Overstock and out-of-stocks are a growing problem in the retail industry, together accounting for more than seven percent in lost revenue for the average retailer. That’s $1.1 trillion globally, or $252.9 billion each year in North America alone, according to IHL Group.
Due to a lack of visibility beyond the retail location—and because brands need to ensure that products are available to meet demand—there is a widely accepted cost associated with safety stocking at point of purchase. Research shows that overstocking is equivalent to approximately three percent of revenue, while out-of-stock represents four percent.
As the answer to this costly challenge, real-time inventory information helps brands optimize inventory levels and placement in all channels, increasing revenue by driving down the risk of out-of-stock events and lowering costs by avoiding the need for excess safety stocking.
Data Disconnect and the Retail Veil
Over $222.7 billion worth of overstock and out-of-stock problems transpire annually due to data disconnect. This means that retailers are not systematically measuring the impact of overstocks and out-of-stocks and are failing to share tracking information across the enterprise, usually because their systems are outdated and not able to talk to each other.
When demand forecasts are made, they are typically done so with incomplete information from inventory systems, and thus often under-estimate demand. Instead of taking advantage of technology on the demand side and looking at stores and shoppers with enough granularity to understand seasonal changes and market varieties, many retailers put a mix of intuition and historical data behind buy quantities—often resulting in overstocks.
And the issues don’t end there. Greatly adding to the inventory management problem is the lack of visibility brands have once their products get through the doors of retailers, meaning that they have no insight into where an product is, or who’s looking to purchase it.
Stock Optimization Through Product Digitization
While the advent of the use of RFID in the retail industry has brought increased attention to shelf out-of-stocks, most RFID technology is limited to tags on pallets and cases, and—due to technological and financial reasons—has not descended to the individual item level. RFID is therefore limited in the ability of the technology to address inventory management.
To reduce shelf out-of-stocks, a brand or retailer needs to understand what inventory exists in the backroom and to locate it. Giving individual products unique digital identities—managed by an intelligent cloud platform offering access to real-time data across the entire enterprise—solves this persistent problem. This Internet of Things solution creates a “digital twin” for all physical products, which generates real-time data about an item’s location (and other valuable information) and allowing retail brands to track and trace items throughout the supply chain. Such smart product technology enables brands to better understand consumer demand trends and to drive stock optimization, thus reducing lost revenue and increasing sales.

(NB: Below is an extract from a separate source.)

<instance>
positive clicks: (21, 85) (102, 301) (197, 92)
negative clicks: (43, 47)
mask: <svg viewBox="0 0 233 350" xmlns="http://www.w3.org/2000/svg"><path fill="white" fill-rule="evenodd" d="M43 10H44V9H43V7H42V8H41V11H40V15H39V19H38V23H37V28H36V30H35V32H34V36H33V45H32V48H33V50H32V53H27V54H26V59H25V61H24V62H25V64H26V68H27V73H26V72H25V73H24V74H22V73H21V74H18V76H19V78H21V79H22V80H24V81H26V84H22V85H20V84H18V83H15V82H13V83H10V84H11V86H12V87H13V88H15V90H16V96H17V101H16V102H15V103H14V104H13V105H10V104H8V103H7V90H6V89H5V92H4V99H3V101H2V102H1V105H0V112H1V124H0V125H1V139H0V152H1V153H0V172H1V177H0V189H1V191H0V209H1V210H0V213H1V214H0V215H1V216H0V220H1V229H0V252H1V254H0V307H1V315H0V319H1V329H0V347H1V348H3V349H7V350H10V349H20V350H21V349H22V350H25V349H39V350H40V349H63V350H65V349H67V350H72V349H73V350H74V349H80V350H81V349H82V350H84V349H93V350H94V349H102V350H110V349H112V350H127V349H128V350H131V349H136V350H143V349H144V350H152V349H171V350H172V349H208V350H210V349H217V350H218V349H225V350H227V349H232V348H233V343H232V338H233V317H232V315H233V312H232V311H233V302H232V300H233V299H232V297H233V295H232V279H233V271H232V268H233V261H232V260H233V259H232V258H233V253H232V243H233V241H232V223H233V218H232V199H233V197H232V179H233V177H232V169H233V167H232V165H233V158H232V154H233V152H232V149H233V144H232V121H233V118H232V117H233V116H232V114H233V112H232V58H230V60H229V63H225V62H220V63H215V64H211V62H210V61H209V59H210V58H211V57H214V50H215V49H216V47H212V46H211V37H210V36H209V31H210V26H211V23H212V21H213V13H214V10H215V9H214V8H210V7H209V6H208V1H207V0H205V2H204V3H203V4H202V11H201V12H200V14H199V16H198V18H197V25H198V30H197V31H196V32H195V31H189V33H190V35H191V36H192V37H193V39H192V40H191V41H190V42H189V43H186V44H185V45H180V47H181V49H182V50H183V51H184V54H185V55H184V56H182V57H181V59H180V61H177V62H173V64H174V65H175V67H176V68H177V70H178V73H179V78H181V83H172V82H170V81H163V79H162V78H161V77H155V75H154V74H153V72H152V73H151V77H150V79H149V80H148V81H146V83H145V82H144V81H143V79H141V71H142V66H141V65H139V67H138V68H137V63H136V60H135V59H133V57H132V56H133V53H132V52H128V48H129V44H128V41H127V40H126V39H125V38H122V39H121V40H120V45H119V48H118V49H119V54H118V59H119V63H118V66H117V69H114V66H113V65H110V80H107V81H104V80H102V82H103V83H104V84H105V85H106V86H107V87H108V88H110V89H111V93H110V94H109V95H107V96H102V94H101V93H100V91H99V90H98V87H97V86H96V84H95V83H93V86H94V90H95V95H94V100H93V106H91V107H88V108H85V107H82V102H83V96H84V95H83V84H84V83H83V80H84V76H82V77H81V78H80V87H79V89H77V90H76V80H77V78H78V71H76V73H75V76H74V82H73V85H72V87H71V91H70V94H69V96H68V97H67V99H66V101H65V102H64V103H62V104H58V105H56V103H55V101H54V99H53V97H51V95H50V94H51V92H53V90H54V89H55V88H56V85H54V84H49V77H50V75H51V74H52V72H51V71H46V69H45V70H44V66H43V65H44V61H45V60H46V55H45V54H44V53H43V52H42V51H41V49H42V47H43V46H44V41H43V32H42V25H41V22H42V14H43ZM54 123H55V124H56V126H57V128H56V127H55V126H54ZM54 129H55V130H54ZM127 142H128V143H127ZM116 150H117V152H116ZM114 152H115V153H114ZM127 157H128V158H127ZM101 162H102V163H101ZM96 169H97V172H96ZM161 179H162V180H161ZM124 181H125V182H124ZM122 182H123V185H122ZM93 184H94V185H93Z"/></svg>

Just imagine this scenario: A consumer is looking for a dress in her size at a retailer’s 5th Avenue location, but the item is out of stock. At the same time, the retailer’s SoHo location happens to have too much of the dress in stock, forcing heavy discounts. In that situation, the retailers is hit with a double-whammy of the ramifications of out-of-stock and overstock. This can easily be avoided with enough visibility and item-level data for brands and retailers to bring agility to inventory management, intelligently diverting products based on demand.
By connecting every physical consumer product to the Web, we can create a bridge between what happens in the supply chain and what happens at the point of sale, helping to pierce the retail veil and giving brands and retailers the data to be smart about stock optimization.